スネアとハイハットの刻むリズムに複数のギター、女性ヴォーカルによるコーラスがアンニュイな気分をもたらす#1,2の序盤に始まり、潮騒の音がまるで夜のビーチにいるかのような気分にさせてくれる#3,4、フォーキーな語り口で愛を歌う#5・・・拍子抜けするほどにシンプルな骨組みだが、さりげなくサイド・ギターやコーラスなどが配され、まるでオーケストラのようにマリアーノの歌声を支えていく。マリアーノのシンプルな言葉で深遠な言葉を描いていく南米SSWの王道ともいえる楽曲、そして楽曲に立体的な陰影を与えるダヴィ&モレーノによるサウンド作りはさすがといったところだ。そんなアイデアがボサノヴァと結びついてしまったかのような#6は圧巻であろう。お皿とナイフでリズムを刻むブラジル特有のパーカッションを下地に、ボサノヴァ・ギターのバチーダ、フリーキーともいえるエレキ・ヴァイオリンが絡む。とんでもないことを何処吹く風でこなしてしまうマリアーノのアイデアには、カエターノのような確信犯的なトリックスターとしての資質を強く感じずにはいられない。再びシンプルなボサ・ノヴァを披露する#7を挟み、チープなエレクトロ・ニューウェーブ#8になると、その大胆不敵さにはもはや笑ってしまうしかない。ラストは詩人Alice Sant'Annaに捧げられた子守唄のような弾き語りも心地よい。
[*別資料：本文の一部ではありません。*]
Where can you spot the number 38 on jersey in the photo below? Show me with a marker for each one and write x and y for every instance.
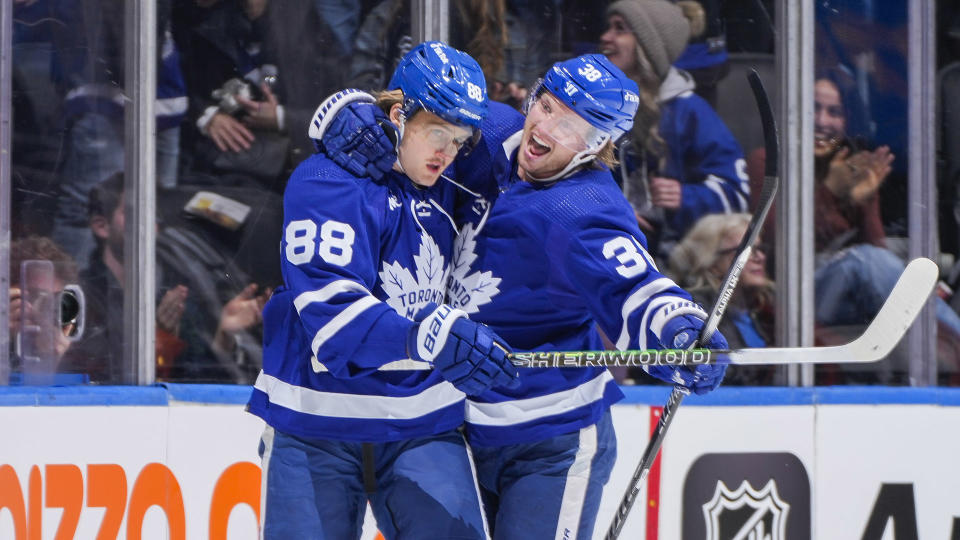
(334, 244)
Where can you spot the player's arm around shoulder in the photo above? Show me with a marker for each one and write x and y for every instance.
(330, 251)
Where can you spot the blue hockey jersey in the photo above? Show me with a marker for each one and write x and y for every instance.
(359, 259)
(701, 153)
(543, 264)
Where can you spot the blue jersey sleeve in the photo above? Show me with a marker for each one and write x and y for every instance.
(706, 159)
(488, 161)
(330, 252)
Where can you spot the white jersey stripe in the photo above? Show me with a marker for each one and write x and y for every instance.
(361, 406)
(633, 303)
(342, 319)
(578, 480)
(326, 293)
(518, 411)
(267, 440)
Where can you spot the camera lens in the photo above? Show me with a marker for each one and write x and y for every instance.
(69, 307)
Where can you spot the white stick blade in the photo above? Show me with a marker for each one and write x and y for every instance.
(898, 312)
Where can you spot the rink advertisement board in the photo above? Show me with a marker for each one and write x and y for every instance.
(181, 462)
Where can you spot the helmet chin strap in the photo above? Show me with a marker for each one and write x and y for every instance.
(403, 119)
(575, 161)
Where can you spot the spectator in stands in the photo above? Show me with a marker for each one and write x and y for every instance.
(854, 269)
(680, 162)
(311, 44)
(236, 129)
(477, 27)
(705, 57)
(35, 304)
(88, 67)
(186, 350)
(699, 264)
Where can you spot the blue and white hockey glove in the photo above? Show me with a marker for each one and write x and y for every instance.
(678, 333)
(466, 353)
(353, 131)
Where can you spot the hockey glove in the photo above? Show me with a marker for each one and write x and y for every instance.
(466, 353)
(678, 333)
(353, 131)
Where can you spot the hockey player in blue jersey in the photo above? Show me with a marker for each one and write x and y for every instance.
(549, 251)
(362, 253)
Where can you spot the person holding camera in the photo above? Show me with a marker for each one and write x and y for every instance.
(235, 123)
(44, 310)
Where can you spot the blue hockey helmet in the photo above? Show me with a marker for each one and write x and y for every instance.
(597, 90)
(445, 81)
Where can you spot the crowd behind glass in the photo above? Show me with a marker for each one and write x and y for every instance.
(237, 84)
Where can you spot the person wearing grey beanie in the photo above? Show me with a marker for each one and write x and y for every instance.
(681, 162)
(660, 29)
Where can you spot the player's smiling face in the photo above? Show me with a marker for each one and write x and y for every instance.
(428, 147)
(551, 137)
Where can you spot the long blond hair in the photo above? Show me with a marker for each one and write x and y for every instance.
(692, 260)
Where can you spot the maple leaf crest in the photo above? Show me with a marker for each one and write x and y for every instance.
(408, 292)
(465, 290)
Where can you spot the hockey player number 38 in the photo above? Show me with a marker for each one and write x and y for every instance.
(630, 254)
(335, 246)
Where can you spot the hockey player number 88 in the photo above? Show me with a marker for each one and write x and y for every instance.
(335, 246)
(629, 253)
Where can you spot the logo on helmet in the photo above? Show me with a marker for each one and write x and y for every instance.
(589, 72)
(438, 48)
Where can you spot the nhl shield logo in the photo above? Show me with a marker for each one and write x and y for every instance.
(746, 513)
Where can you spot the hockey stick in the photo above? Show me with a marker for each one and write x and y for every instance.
(899, 310)
(770, 184)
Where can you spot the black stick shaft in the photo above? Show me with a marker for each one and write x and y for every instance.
(770, 184)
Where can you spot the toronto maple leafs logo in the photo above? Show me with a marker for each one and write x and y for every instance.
(408, 293)
(746, 513)
(465, 290)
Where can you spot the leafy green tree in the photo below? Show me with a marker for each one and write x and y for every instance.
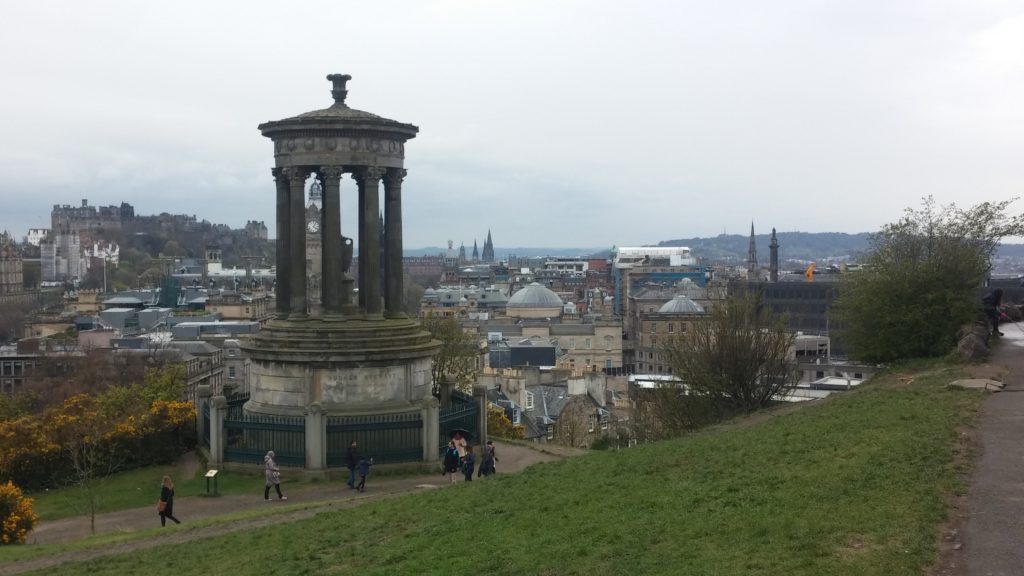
(737, 359)
(920, 281)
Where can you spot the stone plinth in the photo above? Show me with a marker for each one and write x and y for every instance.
(347, 367)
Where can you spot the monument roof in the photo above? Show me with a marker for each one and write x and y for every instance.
(339, 115)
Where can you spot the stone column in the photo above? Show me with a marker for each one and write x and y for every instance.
(315, 438)
(203, 394)
(360, 272)
(393, 273)
(297, 239)
(331, 240)
(283, 291)
(480, 396)
(431, 429)
(218, 409)
(370, 249)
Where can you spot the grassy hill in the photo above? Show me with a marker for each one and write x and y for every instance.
(852, 486)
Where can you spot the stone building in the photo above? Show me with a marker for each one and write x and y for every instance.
(357, 355)
(60, 256)
(256, 230)
(87, 220)
(636, 268)
(11, 280)
(537, 314)
(652, 329)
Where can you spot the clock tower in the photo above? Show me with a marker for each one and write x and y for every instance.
(314, 247)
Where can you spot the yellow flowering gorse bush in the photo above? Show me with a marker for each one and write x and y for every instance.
(16, 516)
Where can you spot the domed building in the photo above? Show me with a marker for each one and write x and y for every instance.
(681, 304)
(652, 329)
(534, 301)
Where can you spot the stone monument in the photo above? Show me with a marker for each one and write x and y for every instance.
(348, 356)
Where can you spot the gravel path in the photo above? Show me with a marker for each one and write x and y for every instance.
(332, 495)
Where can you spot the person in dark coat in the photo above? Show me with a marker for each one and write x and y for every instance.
(991, 302)
(451, 461)
(468, 462)
(363, 468)
(352, 461)
(272, 477)
(166, 506)
(487, 465)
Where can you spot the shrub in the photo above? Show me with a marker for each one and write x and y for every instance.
(16, 516)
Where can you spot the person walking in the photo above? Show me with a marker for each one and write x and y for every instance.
(165, 507)
(272, 475)
(451, 460)
(991, 302)
(364, 469)
(468, 461)
(487, 465)
(352, 461)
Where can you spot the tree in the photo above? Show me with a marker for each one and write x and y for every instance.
(576, 421)
(11, 322)
(84, 435)
(499, 425)
(921, 278)
(457, 361)
(16, 515)
(738, 359)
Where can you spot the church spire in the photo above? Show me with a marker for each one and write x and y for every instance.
(752, 254)
(488, 249)
(773, 249)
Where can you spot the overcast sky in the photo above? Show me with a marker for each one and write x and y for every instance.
(551, 123)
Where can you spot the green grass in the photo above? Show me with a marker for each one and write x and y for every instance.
(138, 488)
(852, 486)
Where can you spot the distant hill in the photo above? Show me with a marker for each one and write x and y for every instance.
(792, 246)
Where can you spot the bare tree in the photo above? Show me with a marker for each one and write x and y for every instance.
(739, 358)
(576, 421)
(87, 449)
(457, 362)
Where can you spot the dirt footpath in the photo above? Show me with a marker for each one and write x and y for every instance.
(511, 459)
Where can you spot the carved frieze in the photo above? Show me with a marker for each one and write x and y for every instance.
(380, 147)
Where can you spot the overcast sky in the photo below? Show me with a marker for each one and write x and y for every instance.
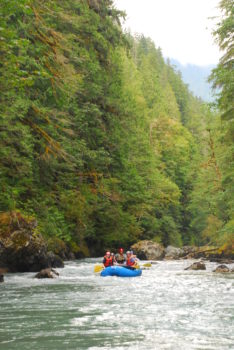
(181, 28)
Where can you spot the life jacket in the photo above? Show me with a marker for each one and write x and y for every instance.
(108, 261)
(130, 261)
(120, 258)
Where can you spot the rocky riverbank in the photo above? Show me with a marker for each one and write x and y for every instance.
(149, 250)
(22, 248)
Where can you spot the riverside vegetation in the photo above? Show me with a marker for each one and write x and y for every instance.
(101, 141)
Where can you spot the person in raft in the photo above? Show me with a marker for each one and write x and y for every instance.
(108, 260)
(120, 258)
(131, 260)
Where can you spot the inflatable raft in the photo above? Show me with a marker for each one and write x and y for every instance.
(120, 271)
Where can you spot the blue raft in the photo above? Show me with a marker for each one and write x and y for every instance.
(120, 271)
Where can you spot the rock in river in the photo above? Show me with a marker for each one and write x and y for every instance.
(148, 250)
(47, 273)
(196, 266)
(173, 253)
(222, 268)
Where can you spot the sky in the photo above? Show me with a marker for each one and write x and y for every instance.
(181, 28)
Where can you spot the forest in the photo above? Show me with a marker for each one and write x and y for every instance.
(101, 140)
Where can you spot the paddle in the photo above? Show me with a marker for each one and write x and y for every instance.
(99, 268)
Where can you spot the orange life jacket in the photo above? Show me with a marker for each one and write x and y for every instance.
(108, 261)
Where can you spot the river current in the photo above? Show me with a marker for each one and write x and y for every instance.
(165, 308)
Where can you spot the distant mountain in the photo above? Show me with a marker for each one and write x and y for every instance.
(196, 78)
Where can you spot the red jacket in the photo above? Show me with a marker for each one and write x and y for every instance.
(130, 261)
(108, 261)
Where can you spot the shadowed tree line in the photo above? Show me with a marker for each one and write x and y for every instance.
(101, 141)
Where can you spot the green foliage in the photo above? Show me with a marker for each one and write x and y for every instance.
(101, 140)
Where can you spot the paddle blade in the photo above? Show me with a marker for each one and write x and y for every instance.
(98, 268)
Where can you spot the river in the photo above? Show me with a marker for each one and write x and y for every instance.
(165, 308)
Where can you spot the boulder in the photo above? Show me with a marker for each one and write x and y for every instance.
(173, 253)
(196, 266)
(47, 273)
(148, 250)
(222, 269)
(54, 260)
(22, 248)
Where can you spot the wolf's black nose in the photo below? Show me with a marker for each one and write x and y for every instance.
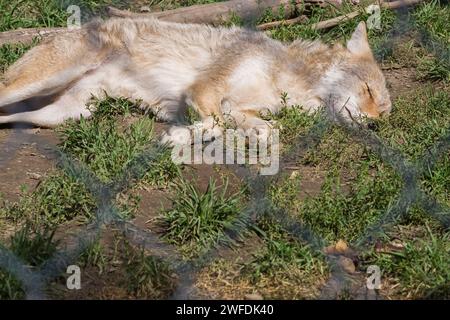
(372, 126)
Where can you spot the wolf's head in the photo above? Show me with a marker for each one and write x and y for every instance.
(354, 86)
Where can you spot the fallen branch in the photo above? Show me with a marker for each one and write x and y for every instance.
(214, 13)
(270, 25)
(26, 36)
(326, 24)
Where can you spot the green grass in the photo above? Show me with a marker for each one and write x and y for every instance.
(281, 253)
(147, 276)
(197, 220)
(58, 199)
(10, 287)
(94, 256)
(419, 119)
(356, 190)
(33, 245)
(421, 268)
(108, 146)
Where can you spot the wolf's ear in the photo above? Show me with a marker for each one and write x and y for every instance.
(358, 43)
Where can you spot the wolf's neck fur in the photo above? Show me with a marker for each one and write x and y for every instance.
(310, 69)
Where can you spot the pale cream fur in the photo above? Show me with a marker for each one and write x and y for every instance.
(224, 73)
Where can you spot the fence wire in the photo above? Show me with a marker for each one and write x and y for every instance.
(34, 281)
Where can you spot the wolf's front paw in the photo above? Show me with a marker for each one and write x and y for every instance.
(177, 136)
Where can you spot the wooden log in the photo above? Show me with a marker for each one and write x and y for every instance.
(214, 13)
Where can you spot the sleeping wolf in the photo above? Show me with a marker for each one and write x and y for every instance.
(225, 74)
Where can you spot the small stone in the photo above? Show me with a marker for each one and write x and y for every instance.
(294, 175)
(347, 264)
(145, 9)
(34, 176)
(341, 246)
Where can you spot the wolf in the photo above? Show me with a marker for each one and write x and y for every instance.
(224, 74)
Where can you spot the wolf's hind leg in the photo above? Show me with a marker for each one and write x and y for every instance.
(52, 114)
(50, 67)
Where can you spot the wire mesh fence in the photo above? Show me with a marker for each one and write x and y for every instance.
(34, 281)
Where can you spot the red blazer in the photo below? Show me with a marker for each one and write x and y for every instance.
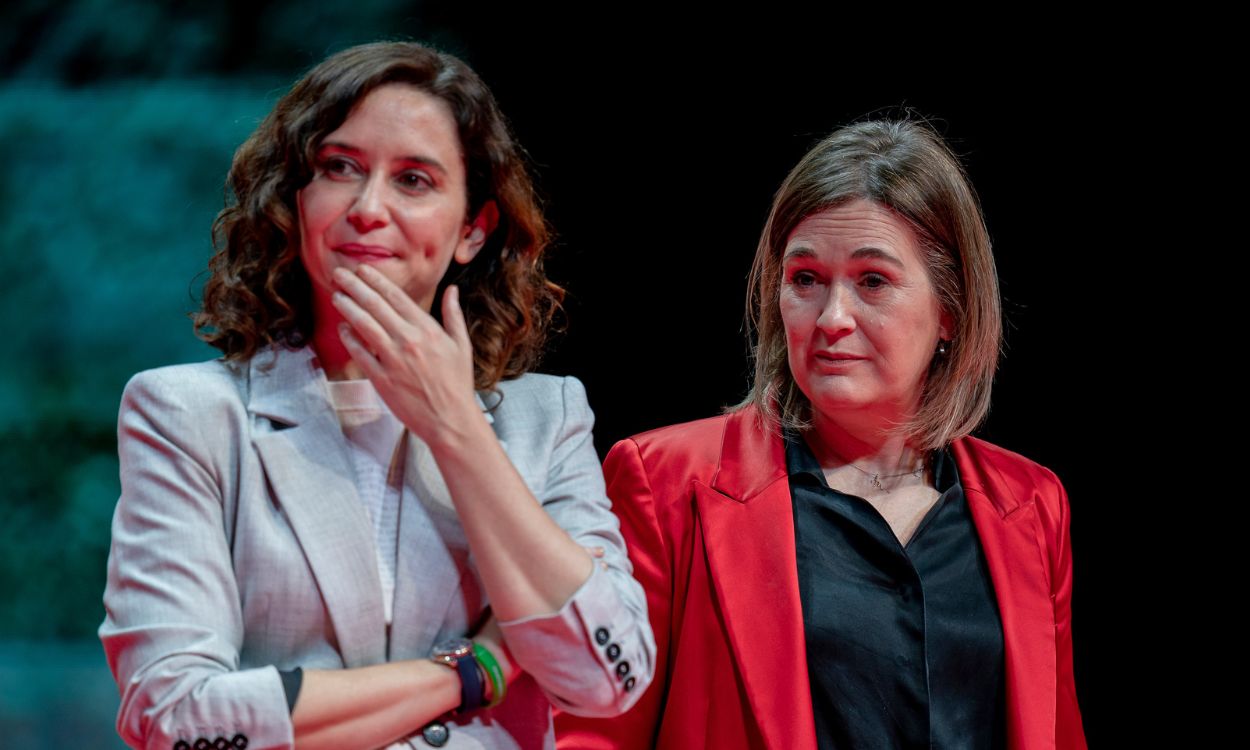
(706, 513)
まるで70年代のカエターノ・ヴェローゾのような実験性とサイケデリアを、音響派以降の音空間でフォーキーに歌い上げた傑作とでもいえばいいのだろうか。聴けば聴くほどに違う表情を見せてくれる本作を聴いていると、もしかしたら10年後、20年後に今とはまた違った文脈で聴かれ続けているのかも、といった想像をせずにはいられない。